Modular Networks Prevent Catastrophic Interference in Model-Based Multi-Task Reinforcement Learning
This addresses the issue of performance degradation in model-based multi-task RL for AI systems, but it is incremental as it builds on known modular approaches to mitigate interference.
The paper tackled the problem of catastrophic interference in model-based multi-task reinforcement learning when using a single shared dynamics model, finding that it leads to task confusion and reduced performance. As a remedy, using modular networks with isolated sub-networks for each task notably improved performance while maintaining the same parameter count, as demonstrated on gridworld and VizDoom experiments.

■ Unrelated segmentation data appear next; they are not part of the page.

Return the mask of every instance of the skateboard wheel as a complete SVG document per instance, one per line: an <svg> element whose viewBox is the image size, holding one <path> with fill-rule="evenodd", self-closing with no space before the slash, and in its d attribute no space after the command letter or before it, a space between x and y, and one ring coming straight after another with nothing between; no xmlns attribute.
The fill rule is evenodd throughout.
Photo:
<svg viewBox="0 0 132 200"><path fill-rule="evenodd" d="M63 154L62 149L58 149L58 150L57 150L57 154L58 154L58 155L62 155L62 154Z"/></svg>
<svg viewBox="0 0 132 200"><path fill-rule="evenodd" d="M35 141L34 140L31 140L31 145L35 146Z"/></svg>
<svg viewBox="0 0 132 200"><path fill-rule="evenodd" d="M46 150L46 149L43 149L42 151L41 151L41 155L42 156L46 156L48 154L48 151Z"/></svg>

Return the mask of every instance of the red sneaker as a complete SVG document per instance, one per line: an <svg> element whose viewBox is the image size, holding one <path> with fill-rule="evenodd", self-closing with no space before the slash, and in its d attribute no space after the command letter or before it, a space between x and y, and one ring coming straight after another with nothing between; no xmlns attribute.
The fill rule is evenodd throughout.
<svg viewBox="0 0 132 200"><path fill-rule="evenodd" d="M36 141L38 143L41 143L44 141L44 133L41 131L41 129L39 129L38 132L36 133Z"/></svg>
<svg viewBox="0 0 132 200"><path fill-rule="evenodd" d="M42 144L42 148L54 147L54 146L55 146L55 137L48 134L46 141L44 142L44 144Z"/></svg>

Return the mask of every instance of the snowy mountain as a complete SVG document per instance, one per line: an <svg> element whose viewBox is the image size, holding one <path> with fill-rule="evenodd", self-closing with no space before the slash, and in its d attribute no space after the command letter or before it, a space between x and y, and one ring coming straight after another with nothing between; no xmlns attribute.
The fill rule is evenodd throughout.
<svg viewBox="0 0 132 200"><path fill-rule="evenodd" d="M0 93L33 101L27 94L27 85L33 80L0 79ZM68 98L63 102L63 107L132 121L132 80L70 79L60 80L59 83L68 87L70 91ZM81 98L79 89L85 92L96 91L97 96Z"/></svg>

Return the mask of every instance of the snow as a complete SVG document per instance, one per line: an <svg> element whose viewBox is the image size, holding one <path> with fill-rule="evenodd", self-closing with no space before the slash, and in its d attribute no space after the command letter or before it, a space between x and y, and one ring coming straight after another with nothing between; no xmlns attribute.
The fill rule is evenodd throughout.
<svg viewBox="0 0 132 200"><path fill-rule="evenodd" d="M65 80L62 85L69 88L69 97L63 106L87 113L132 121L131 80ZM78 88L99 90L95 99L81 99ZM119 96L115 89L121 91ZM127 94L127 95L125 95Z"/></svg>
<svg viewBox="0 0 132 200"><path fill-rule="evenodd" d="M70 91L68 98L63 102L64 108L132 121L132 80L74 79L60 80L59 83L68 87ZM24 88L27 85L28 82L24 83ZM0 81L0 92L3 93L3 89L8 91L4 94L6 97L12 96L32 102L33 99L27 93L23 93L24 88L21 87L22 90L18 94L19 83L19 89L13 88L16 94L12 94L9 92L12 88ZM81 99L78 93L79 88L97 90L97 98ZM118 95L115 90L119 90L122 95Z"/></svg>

In a multi-task reinforcement learning setting, the learner commonly benefits from training on multiple related tasks by exploiting similarities among them. At the same time, the trained agent is able to solve a wider range of different problems. While this effect is well documented for model-free multi-task methods, we demonstrate a detrimental effect when using a single learned dynamics model for multiple tasks. Thus, we address the fundamental question of whether model-based multi-task reinforcement learning benefits from shared dynamics models in a similar way model-free methods do from shared policy networks. Using a single dynamics model, we see clear evidence of task confusion and reduced performance. As a remedy, enforcing an internal structure for the learned dynamics model by training isolated sub-networks for each task notably improves performance while using the same amount of parameters. We illustrate our findings by comparing both methods on a simple gridworld and a more complex vizdoom multi-task experiment.